High Level Requirement Specification
The publishing of workflows.
| Reference | Techreq.PublishingWorkflows |
| Referenced Use-cases | |
| Dependencies | ApiSep |
| Champion | Tom Oinn |
| Status | PRIORITISED |
| | Taverna 1.3 | Taverna 2.0 |
| Priority | 2 | |
| Rough estimate | MONTHS | |
Overview
Purpose
Benefactors
- myGrid users looking to build workflows based on prior work.
Scope
- The tool allows the publication, versioning and dissemination of workflows and their input data. It provides for uploading and downloading of workflows both through Web browsing and in batch.
References
- The 'repository' module from Taverna's CVS includes servlets and JSP to allow submission of workflow, autogenerates their diagrams and presents the diagrams with hyperlinks out to larger versions and the HTML summary text as a table. It can run workflows but not in a useful sense - the code is generally there though.
Overall Goals
Workflow Documentation Template
- Offer users a quick and standardised format for documenting workflows. Encourage users to fill in a workflow fact sheet when submitting workflows
Annotations and comments
- In a wiki-ish way, allow anyone to annotate, tag and/or comment on the workflows. Then, even if a good workflow is uploaded with almost no facts, other users could write say "This is a good example of blah blah analysis", and possibly provide (links to) newer versions for fixing outdated services etc.
Versioning/evolution of workflows
- Perhaps a CVS/Subversion based solution
A mechanism to upload/download/delete workflows and workflow data, with a user authentication/quota system
- Through a Web browser
- From a button within Taverna, "File -> Publish workflow"
- In batch, preferably through a combination of publicly available tools/protocols, such as WebDAV / LDAP / SSH.
Collection of general use workflows to get people started
- Sample inputs for each workflow (also helps to test which workflows are still alive)
Mechanism to auto-test workflows
- Overnight polling, checking how many/which of the consisting services are disfunctional/inaccessible. It's likely we can represent workflows as Web services, in which case they become a target for BioNanny (http://bionanny.sourceforge.net/), and it can do the QoS data gathering.

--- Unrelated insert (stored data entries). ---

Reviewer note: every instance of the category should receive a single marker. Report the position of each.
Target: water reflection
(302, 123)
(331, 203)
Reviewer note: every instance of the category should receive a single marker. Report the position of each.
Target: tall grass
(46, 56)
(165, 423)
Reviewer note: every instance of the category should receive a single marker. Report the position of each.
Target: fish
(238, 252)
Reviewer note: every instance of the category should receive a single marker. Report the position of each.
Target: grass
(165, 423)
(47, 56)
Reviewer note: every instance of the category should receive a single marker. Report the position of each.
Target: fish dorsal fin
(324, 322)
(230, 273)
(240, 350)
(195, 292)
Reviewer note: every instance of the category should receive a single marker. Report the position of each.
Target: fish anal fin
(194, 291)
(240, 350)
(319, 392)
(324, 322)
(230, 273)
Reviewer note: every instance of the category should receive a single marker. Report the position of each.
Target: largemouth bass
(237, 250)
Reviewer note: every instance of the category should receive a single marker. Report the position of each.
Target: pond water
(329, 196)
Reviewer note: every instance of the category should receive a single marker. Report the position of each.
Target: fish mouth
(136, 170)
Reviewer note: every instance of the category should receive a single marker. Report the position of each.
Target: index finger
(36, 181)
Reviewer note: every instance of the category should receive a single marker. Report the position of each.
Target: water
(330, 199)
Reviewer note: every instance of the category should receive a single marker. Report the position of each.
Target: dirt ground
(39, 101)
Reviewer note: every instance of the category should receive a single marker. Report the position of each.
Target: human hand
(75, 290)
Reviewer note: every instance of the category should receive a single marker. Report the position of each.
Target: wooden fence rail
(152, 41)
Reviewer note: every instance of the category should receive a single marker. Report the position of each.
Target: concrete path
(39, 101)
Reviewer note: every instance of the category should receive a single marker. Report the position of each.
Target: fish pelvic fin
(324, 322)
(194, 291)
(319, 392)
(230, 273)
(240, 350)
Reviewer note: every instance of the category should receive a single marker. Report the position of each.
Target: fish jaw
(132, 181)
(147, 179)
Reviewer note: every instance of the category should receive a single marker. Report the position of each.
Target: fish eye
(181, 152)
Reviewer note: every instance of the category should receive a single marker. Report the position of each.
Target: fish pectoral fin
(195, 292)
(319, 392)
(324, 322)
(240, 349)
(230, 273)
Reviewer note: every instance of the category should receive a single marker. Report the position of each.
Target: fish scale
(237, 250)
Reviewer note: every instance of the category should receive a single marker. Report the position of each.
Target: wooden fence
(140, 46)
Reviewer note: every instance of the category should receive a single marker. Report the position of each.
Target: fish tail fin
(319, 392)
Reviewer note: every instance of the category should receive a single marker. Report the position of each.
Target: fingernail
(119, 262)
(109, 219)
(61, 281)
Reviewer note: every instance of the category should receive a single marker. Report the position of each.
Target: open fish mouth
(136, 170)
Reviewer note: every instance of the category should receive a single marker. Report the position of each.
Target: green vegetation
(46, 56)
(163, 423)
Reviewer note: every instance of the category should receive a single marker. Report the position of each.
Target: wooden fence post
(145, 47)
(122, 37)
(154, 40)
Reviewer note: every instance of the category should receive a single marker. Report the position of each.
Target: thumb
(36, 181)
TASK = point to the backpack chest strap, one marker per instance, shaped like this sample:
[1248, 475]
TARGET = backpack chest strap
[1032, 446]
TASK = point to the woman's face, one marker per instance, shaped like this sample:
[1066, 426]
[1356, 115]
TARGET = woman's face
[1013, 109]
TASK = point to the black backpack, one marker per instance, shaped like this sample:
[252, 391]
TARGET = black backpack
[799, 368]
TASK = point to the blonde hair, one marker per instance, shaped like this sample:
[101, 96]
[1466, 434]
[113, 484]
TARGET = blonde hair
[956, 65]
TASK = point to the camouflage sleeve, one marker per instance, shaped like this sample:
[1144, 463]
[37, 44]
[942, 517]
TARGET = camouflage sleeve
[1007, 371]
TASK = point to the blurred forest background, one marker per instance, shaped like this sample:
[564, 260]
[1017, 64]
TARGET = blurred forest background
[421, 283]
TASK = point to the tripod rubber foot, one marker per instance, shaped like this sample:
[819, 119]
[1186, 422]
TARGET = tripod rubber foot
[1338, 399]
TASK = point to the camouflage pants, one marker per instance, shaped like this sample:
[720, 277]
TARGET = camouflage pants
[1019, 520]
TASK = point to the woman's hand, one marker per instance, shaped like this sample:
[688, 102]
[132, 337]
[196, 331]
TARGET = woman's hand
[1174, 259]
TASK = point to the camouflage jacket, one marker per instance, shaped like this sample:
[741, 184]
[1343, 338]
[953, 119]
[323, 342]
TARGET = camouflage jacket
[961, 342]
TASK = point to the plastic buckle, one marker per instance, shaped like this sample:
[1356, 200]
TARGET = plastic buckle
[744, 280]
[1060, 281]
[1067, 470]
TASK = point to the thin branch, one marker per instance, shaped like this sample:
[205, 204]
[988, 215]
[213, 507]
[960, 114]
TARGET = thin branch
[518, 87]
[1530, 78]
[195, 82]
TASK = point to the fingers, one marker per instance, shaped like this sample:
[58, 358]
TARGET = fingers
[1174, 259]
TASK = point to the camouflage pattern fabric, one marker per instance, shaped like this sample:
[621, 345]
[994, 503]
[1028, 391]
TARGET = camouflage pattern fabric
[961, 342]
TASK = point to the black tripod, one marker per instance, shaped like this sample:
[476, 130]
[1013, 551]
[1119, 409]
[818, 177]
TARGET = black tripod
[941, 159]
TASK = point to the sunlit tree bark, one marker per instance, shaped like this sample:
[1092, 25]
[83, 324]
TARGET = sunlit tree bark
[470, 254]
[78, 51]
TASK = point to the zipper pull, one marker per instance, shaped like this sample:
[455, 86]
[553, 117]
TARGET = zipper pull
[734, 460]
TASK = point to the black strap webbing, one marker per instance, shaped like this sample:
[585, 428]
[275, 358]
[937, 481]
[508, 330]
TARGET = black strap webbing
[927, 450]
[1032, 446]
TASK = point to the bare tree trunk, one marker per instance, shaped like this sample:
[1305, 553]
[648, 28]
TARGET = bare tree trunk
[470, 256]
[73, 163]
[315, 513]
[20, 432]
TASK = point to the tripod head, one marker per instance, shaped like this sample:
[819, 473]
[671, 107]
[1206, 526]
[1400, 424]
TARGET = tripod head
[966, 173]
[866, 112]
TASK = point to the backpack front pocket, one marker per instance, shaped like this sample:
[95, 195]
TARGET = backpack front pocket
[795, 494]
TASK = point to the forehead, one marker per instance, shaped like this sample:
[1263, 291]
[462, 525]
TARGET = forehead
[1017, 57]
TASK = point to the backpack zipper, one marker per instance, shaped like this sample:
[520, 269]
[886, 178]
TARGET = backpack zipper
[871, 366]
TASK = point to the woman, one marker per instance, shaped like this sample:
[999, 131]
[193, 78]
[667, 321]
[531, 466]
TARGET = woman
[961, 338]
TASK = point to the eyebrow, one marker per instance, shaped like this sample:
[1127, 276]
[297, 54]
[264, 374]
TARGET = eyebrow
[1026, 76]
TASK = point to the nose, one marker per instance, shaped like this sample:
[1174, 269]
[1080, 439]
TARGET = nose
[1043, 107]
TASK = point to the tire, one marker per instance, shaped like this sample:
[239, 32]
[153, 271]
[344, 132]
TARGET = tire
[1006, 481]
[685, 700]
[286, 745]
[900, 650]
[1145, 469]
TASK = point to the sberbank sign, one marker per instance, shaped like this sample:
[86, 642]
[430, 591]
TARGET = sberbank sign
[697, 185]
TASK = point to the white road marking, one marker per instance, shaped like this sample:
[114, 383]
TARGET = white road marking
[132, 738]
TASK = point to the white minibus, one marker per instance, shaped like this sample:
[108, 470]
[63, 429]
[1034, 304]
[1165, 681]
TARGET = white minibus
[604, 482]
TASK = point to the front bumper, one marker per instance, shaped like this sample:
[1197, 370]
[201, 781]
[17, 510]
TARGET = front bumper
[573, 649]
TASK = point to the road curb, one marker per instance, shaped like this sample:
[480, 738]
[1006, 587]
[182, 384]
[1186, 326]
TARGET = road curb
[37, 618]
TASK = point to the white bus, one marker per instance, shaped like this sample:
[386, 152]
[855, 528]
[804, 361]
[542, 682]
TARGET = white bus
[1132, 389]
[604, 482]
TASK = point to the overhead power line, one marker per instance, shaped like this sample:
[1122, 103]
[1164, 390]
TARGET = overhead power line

Calculation and publication of quality metrics/QoS metadata
- Indications which workflows are operational
- Submission date of workflows
- Last successful run
- Top 10 of most popular/downloaded workflows
- 5* rating mechamism (as in iTunes)
Integration with Grimoires
Assessment
This is outside of the codebase. No other dependencies.
Affected Components
Key Tasks
- Identify key use cases for the workflow repository, think "Who is this really for?"
- Investigate and decide platforms: For the repository: * SQL * RDF * Plain files (as todays webdav) * CVS/Subversioned files
For the metadata (annotations, scores, etc):
Same as above
How to communicate with the repository
* Web service (easy to integrate with Taverna)
*
WebDAV? (solutions exists, but problems with directory structure and access control)
* Just a web form (which we need anyway)
Appendix
Also talk to Stian about his testrepo for some ideas.